“Tuan rumah tak kan berunding dengan malng yang menjarah rumahnya”. Kalimat dengan cat putih di papan kayu hitam menjadi tanda jalan menuju makam tan malaka. Puluhan undak-undakan menurun itu menuju ke sebuah petak makam. Hamparan sawah mengelilingi petak makam itu. Angin sepoi dan gemercik air sungai menjadi alunan musik yang menggoyangkan batang-batang padi.
Jejak kaki para peziarah perlahan menuju makam di Desa Selopanggung, Kecamatan Semen, Kabupaten Kediri, Senin (21/2) siang. Selain keheningan, para peziarah juga khidmat untuk berdoa di sebuah makam kecil dengan nisan hitam bertinta emas.
Sebuah nama terpahat pada nisan itu ialah tokoh penting dalam perjalanan pergerakan kemerdekaan Republik Indonesia. Tan Malaka. Pahlawan nasional asal Suliki, Sumatera Barat ini bertemu dengan takdir kematiannya di Kediri. Setelah berkeliling dunia pada 11 negara pada dua benua, Kediri menjadi situs peristirahatan keabadian Tan Malaka. Ia mati tertembak oleh tentara dari Batalyon Sikatan Divisi Brawijaya atas perintah Letda Soekotjo pada 21 Februari 1949, tepat 73 tahun silam.
Gerilya yang dilakukan dari Yogyakarta menuju Jawa Timur harus terhenti di Kediri.
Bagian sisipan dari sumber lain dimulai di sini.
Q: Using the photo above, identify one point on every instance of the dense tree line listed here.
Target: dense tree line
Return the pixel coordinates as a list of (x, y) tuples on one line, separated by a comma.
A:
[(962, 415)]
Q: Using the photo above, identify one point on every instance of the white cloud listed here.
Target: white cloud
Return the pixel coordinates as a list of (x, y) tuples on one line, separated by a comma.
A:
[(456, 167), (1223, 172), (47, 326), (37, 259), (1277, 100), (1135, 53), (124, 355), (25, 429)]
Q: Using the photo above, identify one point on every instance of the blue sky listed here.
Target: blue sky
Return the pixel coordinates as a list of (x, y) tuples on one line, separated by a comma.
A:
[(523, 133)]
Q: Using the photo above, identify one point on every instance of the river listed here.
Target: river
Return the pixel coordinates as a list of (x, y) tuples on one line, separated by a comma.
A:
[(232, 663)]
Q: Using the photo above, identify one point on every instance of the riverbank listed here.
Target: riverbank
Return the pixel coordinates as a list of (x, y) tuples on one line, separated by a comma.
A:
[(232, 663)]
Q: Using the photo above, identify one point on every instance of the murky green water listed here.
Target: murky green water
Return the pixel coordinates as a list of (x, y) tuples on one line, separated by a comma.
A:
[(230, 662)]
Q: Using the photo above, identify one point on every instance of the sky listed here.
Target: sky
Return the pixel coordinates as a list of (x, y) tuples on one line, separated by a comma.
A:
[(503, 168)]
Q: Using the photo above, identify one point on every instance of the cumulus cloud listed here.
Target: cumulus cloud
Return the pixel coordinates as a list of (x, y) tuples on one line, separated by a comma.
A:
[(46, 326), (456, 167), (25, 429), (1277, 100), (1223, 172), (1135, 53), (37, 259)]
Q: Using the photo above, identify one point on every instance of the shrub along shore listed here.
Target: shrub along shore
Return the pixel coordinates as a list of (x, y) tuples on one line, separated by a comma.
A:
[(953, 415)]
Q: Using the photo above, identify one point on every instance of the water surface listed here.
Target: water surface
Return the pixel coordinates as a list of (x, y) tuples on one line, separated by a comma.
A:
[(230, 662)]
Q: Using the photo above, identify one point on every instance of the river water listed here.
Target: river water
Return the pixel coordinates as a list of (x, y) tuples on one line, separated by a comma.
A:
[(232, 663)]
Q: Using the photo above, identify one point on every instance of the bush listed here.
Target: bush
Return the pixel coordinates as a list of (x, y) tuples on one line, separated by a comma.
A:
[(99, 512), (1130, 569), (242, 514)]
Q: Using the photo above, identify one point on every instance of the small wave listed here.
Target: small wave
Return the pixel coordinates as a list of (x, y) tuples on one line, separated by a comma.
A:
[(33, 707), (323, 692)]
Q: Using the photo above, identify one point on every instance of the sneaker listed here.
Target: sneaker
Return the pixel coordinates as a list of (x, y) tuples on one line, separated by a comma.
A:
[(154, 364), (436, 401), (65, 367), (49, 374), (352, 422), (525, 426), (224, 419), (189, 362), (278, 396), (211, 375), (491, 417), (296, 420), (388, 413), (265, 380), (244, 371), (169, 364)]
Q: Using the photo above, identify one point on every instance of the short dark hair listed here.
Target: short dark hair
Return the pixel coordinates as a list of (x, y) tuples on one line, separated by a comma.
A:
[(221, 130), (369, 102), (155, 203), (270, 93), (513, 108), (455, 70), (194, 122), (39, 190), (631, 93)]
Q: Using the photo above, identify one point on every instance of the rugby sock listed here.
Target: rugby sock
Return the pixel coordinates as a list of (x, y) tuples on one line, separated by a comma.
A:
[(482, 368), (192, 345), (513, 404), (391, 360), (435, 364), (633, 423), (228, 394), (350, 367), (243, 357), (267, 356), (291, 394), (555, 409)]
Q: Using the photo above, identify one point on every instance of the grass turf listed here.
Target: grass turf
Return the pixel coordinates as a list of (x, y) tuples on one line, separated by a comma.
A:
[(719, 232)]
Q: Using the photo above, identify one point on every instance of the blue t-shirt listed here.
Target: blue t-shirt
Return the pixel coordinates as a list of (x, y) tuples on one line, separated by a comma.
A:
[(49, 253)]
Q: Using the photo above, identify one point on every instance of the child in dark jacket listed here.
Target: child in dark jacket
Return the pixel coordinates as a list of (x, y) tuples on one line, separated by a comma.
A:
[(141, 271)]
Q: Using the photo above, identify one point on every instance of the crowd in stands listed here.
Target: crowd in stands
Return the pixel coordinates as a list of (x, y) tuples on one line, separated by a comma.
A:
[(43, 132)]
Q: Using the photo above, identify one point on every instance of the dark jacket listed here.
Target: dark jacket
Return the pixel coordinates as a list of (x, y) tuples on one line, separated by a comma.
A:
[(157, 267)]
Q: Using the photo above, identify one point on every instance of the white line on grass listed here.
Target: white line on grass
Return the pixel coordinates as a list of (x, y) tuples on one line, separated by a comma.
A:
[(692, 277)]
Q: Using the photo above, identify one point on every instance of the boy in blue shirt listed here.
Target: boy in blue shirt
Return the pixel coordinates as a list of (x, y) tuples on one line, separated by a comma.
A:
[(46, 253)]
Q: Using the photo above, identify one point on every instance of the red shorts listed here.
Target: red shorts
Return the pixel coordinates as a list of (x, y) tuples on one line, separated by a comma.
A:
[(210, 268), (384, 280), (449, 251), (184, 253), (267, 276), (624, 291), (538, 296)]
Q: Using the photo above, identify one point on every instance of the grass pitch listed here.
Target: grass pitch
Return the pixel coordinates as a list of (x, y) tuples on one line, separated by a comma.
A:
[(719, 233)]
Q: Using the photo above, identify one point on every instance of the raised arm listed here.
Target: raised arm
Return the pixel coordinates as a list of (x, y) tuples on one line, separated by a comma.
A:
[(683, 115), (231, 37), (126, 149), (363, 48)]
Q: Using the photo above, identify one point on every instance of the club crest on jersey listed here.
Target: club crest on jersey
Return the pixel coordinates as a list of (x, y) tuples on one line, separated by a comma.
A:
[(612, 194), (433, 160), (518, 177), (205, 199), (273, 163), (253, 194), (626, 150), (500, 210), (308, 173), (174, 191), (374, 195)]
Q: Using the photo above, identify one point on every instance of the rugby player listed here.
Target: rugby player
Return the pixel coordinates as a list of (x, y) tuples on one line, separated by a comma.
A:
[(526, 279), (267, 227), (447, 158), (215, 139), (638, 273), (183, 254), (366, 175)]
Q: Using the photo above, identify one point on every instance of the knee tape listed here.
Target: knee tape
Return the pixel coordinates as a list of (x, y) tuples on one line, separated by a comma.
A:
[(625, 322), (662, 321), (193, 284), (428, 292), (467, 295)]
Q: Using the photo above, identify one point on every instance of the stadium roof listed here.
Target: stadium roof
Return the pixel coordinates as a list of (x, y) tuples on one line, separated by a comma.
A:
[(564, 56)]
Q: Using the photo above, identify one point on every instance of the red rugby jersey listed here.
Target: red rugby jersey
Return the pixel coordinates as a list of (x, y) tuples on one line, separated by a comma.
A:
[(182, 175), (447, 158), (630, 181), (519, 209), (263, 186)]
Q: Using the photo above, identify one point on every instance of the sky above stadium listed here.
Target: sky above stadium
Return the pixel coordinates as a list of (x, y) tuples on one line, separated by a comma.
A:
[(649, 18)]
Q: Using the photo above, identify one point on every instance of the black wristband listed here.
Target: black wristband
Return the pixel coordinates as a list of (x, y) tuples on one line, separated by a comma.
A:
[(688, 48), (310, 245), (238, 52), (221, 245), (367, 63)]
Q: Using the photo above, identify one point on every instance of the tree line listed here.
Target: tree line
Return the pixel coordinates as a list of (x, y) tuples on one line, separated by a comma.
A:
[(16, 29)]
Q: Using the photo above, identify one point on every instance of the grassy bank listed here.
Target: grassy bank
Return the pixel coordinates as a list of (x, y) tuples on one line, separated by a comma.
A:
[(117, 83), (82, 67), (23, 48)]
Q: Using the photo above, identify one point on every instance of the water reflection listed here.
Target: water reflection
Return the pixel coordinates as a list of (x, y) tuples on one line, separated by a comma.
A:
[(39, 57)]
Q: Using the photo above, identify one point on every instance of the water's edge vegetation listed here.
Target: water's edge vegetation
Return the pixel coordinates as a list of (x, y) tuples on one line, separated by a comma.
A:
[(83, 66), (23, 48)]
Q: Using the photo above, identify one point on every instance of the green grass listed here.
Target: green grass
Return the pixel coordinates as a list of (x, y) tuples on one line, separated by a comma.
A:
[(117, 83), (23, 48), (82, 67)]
Dalam Buku karya Harry Poeze yang berjudul Tan Malaka, Gerakan Kiri dan Revolusi Indonesia Jilid 4 menerangkan bahwa Tan Malaka menolak politik diplomasi yang dijalankan oleh Soekarno-Hatta kepada kolonial Belanda ketika agresi militer. Ia menulis pamflet untuk menarik perhatian rakyat dengan judul “Program Mendesak”.
Poeze menerangkan bahwa Tan tak hanya omong kosong. Pamflet-pamfletnya yang tersebar di Jawa Timur tersebut berhasil menggalang kekuatan 17 batalyon dan membentuk Gerakan Pembela Proklamasi (GPP). Bahkan, dalam pergerakannya Tan Malaka mempunyai panduan untuk melakukan GPP yakni sesuai dengan karyanya yang berjudul Gerakan Politik Ekonomi (Gerpolek).
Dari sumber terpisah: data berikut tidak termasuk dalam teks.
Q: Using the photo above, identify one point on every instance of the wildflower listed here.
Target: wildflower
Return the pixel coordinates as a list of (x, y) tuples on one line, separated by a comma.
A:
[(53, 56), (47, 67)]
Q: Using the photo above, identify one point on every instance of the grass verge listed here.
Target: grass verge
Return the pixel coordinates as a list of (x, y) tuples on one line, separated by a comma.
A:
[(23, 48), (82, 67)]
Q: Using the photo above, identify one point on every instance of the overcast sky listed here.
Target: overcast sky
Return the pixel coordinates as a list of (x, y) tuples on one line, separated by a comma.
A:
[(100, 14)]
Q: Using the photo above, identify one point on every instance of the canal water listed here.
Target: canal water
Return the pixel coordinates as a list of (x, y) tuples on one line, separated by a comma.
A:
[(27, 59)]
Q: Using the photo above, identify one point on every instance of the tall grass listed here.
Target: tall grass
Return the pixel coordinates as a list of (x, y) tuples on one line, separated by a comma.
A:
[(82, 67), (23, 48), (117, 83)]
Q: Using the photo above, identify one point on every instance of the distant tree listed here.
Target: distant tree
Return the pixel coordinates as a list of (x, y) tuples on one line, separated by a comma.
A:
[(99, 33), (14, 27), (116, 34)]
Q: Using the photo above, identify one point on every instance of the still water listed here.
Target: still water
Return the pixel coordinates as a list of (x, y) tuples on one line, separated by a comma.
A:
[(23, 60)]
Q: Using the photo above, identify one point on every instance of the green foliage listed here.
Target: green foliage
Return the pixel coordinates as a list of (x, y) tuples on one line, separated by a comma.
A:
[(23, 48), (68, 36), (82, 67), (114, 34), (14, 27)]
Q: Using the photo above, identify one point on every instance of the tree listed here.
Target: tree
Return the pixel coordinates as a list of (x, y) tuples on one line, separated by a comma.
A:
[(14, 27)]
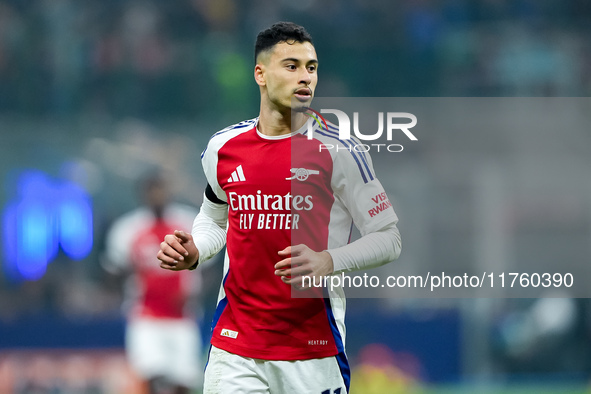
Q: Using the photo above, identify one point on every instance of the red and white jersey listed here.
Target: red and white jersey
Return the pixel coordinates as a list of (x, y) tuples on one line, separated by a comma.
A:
[(132, 245), (284, 191)]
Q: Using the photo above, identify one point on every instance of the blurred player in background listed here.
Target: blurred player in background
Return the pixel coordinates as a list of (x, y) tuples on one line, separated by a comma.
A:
[(163, 340), (271, 188)]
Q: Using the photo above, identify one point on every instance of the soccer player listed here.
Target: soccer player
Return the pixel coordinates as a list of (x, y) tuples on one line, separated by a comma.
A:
[(163, 340), (285, 209)]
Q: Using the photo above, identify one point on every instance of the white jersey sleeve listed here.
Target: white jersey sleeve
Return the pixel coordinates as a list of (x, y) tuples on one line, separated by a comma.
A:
[(355, 185), (209, 229)]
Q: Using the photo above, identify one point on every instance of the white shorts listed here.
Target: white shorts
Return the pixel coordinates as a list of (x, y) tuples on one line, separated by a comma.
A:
[(229, 373), (169, 348)]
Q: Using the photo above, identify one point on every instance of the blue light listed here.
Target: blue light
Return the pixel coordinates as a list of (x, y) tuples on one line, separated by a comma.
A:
[(45, 215), (75, 218)]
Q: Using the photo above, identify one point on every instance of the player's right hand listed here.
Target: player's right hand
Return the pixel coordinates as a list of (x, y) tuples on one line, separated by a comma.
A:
[(178, 251)]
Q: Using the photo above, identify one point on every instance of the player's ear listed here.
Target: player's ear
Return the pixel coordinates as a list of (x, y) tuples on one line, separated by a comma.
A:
[(259, 74)]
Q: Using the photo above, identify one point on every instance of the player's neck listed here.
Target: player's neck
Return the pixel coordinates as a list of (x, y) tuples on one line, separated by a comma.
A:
[(273, 122)]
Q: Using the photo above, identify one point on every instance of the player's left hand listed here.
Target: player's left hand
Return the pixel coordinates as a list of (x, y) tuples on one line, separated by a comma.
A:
[(302, 261)]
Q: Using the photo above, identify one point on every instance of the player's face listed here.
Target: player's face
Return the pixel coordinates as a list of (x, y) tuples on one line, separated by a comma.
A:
[(288, 73)]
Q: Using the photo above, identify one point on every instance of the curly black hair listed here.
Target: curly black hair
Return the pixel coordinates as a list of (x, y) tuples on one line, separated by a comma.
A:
[(280, 32)]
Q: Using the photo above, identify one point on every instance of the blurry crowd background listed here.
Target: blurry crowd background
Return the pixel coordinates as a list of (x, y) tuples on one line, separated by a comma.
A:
[(193, 58), (96, 93)]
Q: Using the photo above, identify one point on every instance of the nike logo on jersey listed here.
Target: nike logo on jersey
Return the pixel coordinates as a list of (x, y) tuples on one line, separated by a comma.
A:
[(237, 175), (301, 174)]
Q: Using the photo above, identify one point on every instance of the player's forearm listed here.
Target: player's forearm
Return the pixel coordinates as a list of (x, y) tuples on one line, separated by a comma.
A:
[(369, 251), (209, 229)]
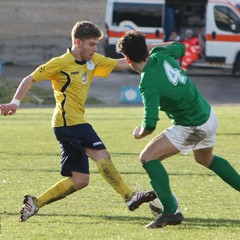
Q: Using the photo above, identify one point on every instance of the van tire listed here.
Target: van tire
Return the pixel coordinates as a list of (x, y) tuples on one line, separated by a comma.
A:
[(236, 65)]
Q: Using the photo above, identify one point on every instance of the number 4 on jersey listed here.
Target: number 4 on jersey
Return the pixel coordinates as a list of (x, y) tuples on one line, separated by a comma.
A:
[(173, 74)]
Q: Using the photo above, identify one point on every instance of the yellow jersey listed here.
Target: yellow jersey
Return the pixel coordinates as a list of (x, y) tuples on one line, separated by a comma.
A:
[(71, 80)]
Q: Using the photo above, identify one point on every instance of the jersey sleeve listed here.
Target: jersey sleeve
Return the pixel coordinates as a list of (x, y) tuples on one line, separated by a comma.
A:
[(104, 66), (151, 107), (46, 70)]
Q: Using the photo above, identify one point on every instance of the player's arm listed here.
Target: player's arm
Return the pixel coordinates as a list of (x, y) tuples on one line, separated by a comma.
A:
[(11, 108), (122, 65), (151, 110), (163, 44)]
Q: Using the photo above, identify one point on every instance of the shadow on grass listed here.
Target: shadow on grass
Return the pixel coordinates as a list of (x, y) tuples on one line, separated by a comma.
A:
[(190, 223)]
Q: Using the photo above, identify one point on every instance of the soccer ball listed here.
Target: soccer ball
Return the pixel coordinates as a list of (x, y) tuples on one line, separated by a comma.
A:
[(156, 205)]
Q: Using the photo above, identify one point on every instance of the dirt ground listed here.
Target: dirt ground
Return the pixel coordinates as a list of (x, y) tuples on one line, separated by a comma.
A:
[(32, 31)]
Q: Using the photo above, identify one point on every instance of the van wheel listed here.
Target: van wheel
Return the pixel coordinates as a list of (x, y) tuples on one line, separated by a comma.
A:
[(236, 65)]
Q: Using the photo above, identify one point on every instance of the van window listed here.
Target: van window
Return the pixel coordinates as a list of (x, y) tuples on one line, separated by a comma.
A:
[(142, 15), (225, 17)]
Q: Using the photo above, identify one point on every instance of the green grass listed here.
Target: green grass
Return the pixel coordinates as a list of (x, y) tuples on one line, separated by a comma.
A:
[(30, 164)]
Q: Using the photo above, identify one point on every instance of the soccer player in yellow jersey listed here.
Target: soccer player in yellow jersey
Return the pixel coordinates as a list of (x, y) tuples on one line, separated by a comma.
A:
[(71, 75)]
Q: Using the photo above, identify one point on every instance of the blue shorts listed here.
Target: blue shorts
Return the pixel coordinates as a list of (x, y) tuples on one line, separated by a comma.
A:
[(72, 142)]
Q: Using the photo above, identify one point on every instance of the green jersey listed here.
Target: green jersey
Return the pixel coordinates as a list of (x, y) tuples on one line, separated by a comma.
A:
[(166, 87)]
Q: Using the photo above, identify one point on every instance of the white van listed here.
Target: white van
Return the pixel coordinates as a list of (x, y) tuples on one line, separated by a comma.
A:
[(158, 18)]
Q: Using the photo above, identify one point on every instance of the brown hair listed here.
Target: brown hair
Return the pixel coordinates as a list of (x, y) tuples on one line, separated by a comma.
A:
[(133, 45), (86, 30)]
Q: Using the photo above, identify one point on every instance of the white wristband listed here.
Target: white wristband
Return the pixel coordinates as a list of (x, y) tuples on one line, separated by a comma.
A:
[(15, 102)]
Lantas, mengapa Tan Malaka harus ditangkap dan dibunuh? Sebuah pertanyaan dari kelompok mahasiswa yang ikut berziarah di makam Tan Malaka. Ketua Dewan Kesenian dan Kebudayaan Kabupaten Kediri, Imam Mubarok, yang memandu ziarah tersebut secara terang membeberkan bahwa Tan Malaka dianggap menjadi penggerak gerakan kiri yang akan membelot dari pemerintahan Soekarno-Hatta.
“Datuk Ibrahim Tan Malaka ini dinilai membahayakan karena berafiliasi dengan kekuatan kiri,” ungkapnya kepada para mahasiswa Universitas Nusantara PGRI yang sedang menjalankan program Kuliah Kerja Nyata (KKN).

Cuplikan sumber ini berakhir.